Occasionally, Brittany gets nervous in front of a group.
“Some days,” she kidded, “my heart’s racing so fast that I’m like — wow, I might shock myself.”
But she has innate confidence. “It’s my story. It’s me. Once I get the first one or two sentences out, it just comes so naturally,” she said.
Brittany encourages people to listen to their bodies. She experienced symptoms a few days prior to her own cardiac event. She was working one of her two jobs when the left side of her body went numb and tingly. She typed her symptoms into a search bar and found that they were consistent with stroke, heart attack and cardiac arrest.
“I sat back and said, ‘There’s no way.
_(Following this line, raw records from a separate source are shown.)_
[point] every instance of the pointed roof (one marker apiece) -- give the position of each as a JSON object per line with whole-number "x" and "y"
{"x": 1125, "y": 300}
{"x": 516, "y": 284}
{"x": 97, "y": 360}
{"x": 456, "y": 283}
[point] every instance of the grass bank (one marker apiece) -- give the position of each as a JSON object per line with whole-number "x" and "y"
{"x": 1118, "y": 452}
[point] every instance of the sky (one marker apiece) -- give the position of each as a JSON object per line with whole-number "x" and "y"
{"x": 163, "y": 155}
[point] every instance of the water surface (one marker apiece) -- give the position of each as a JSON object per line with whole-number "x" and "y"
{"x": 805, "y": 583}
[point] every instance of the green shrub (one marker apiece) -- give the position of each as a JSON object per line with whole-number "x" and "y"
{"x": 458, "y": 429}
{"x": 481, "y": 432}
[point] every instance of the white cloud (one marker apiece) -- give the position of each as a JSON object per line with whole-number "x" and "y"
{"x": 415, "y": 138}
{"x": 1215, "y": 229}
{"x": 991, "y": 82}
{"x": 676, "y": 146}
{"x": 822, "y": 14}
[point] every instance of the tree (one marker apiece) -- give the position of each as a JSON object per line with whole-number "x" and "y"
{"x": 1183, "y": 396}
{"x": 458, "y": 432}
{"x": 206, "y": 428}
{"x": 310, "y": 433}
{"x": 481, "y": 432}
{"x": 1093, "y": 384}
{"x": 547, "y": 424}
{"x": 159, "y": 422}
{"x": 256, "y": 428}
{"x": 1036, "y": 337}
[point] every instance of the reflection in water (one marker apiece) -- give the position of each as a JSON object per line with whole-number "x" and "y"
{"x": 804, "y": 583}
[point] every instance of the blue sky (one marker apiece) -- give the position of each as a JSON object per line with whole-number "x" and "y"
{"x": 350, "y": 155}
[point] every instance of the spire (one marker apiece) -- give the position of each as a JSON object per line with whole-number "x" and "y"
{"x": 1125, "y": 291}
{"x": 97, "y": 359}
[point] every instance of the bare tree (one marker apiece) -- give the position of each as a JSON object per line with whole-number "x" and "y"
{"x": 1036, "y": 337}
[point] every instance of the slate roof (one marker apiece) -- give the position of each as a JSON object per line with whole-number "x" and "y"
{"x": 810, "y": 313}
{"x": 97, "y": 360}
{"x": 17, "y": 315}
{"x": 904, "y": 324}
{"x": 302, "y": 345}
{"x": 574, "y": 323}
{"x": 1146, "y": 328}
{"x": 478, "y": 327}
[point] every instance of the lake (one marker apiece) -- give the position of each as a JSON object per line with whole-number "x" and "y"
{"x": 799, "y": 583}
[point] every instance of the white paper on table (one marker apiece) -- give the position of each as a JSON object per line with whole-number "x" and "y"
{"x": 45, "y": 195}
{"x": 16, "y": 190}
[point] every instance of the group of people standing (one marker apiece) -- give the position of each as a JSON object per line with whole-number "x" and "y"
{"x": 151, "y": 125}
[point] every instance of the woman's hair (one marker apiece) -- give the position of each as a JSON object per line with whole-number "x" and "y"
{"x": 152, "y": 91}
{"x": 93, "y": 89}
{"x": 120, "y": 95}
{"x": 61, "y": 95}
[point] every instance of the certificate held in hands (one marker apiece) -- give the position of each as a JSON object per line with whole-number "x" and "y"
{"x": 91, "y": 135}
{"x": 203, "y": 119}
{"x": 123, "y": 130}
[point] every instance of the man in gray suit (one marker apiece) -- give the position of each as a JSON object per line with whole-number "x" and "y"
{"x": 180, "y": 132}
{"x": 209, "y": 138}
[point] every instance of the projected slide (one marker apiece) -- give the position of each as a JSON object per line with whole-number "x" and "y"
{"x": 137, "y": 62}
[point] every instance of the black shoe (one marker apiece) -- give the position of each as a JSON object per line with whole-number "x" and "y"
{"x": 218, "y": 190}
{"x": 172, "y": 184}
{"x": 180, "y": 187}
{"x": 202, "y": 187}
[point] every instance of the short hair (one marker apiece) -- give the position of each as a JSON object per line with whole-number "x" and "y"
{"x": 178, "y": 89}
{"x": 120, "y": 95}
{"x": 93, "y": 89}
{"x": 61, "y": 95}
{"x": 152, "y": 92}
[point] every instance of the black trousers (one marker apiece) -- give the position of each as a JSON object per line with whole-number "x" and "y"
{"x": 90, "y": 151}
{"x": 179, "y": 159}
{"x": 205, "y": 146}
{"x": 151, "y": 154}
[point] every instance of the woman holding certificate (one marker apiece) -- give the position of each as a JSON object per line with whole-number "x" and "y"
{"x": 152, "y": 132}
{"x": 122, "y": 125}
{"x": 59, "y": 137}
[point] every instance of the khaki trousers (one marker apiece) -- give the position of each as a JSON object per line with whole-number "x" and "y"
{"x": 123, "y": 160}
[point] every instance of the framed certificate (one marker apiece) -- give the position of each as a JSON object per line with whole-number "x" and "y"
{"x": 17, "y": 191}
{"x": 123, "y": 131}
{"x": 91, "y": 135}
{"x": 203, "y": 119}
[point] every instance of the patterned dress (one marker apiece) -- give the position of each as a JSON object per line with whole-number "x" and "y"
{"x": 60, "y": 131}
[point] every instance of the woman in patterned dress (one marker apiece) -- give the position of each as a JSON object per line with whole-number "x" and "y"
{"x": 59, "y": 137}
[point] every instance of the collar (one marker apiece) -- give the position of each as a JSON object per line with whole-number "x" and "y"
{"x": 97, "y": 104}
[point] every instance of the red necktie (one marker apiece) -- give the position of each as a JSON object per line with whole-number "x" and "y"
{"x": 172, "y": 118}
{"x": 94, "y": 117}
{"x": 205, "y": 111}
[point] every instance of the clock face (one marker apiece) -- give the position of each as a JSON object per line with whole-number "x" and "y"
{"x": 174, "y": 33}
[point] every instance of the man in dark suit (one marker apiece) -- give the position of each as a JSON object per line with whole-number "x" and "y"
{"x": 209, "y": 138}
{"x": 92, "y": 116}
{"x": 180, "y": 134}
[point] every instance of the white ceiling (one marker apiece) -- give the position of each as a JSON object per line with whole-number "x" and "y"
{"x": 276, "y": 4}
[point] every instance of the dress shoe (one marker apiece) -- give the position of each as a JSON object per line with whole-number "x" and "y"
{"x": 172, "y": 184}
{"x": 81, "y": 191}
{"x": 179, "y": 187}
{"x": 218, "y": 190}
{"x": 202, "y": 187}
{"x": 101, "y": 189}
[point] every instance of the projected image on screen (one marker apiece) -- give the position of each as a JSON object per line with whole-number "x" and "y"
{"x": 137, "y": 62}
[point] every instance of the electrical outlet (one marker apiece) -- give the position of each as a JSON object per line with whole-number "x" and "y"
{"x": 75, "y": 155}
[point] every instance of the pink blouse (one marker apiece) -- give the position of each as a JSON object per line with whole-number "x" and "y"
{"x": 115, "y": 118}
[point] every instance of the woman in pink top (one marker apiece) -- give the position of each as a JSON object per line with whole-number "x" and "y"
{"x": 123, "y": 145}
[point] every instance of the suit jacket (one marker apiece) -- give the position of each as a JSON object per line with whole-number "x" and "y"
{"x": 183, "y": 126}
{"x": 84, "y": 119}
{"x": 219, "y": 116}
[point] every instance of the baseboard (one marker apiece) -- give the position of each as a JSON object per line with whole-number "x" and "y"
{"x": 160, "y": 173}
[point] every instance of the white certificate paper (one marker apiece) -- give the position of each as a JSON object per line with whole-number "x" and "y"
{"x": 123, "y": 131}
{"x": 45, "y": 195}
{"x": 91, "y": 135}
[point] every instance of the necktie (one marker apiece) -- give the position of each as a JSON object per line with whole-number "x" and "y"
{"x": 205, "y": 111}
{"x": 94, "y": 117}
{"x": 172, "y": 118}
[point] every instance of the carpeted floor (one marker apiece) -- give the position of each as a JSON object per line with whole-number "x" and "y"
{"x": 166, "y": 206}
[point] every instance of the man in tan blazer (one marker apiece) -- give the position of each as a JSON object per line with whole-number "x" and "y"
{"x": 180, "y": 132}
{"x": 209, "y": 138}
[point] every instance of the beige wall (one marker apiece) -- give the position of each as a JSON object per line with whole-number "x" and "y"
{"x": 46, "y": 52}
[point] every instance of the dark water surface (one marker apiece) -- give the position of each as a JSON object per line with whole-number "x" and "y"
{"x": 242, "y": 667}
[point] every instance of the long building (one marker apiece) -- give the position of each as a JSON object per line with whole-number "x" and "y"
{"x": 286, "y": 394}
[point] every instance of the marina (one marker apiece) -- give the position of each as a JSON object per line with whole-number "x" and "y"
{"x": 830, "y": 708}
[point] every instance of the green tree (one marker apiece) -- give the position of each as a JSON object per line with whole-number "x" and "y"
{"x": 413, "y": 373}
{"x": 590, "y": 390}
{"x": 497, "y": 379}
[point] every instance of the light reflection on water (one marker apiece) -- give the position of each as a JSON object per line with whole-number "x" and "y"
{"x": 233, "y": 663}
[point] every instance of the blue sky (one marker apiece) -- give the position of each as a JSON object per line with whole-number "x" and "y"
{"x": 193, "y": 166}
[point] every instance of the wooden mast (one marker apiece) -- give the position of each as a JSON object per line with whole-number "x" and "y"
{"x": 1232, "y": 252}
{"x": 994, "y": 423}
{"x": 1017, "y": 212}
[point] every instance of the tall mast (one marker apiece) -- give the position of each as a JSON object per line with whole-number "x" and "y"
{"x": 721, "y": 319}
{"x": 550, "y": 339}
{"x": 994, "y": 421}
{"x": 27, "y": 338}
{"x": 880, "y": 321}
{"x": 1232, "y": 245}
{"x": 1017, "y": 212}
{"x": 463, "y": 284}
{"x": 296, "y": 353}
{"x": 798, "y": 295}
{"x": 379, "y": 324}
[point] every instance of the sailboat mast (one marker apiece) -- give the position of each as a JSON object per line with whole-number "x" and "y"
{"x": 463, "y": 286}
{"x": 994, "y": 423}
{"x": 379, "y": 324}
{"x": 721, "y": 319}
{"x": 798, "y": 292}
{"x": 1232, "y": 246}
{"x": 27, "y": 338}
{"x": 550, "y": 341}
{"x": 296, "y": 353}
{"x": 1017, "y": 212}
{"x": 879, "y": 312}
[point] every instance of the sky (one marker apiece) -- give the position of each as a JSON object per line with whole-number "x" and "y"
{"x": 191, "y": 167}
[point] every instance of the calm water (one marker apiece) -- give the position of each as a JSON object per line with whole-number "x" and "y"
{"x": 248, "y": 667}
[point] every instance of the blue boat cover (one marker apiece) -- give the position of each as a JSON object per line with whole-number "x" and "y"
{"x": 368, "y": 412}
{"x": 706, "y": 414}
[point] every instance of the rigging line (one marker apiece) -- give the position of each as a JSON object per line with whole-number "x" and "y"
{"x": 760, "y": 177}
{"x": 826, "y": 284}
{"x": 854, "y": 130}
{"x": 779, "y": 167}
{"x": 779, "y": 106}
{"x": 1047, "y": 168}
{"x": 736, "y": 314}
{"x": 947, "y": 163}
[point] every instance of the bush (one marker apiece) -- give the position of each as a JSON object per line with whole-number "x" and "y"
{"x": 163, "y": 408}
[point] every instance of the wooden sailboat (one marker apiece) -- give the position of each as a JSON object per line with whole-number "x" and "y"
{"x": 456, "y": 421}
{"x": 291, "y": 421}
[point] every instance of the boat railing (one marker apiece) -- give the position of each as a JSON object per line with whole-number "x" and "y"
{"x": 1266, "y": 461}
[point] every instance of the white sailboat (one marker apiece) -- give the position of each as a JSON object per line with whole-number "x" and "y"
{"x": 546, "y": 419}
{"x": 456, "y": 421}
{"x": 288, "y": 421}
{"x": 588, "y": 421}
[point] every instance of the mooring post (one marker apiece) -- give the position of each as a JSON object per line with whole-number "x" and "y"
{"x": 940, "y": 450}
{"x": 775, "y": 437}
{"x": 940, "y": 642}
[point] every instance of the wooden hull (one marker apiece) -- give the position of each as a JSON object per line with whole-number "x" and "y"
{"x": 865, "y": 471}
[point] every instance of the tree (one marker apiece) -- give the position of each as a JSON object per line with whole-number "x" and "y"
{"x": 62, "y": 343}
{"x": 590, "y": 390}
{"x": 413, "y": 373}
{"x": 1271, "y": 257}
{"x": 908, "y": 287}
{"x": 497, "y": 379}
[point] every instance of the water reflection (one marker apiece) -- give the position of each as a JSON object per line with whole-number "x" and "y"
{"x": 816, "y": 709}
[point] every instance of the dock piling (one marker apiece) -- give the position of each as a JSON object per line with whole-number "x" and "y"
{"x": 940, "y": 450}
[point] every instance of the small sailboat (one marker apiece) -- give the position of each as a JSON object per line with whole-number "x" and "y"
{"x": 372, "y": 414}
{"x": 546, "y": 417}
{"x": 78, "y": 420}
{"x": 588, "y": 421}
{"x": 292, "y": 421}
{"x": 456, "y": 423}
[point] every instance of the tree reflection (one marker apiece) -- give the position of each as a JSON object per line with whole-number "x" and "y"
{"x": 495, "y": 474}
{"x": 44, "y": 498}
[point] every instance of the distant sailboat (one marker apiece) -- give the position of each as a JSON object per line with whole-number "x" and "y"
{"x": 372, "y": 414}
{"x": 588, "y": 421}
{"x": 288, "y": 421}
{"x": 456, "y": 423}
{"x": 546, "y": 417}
I’m so young.’ Three days later, I was lying on the ground with no pulse.”
To illustrate the importance of CPR, Brittany tells a story about someone she spoke to who completed a required CPR training one morning at work, then saved someone who collapsed at Publix a few hours later.
“I got chills,” she said.
And, of course, she has her own story. Her mother, Vicki, puts it in simple terms: “My daughter is here today because someone knew CPR. It only takes a few minutes.”
As for the future, Brittany plans to stay on message. “It’s been six years, and I’m just going to continue sharing this story on and on and on.”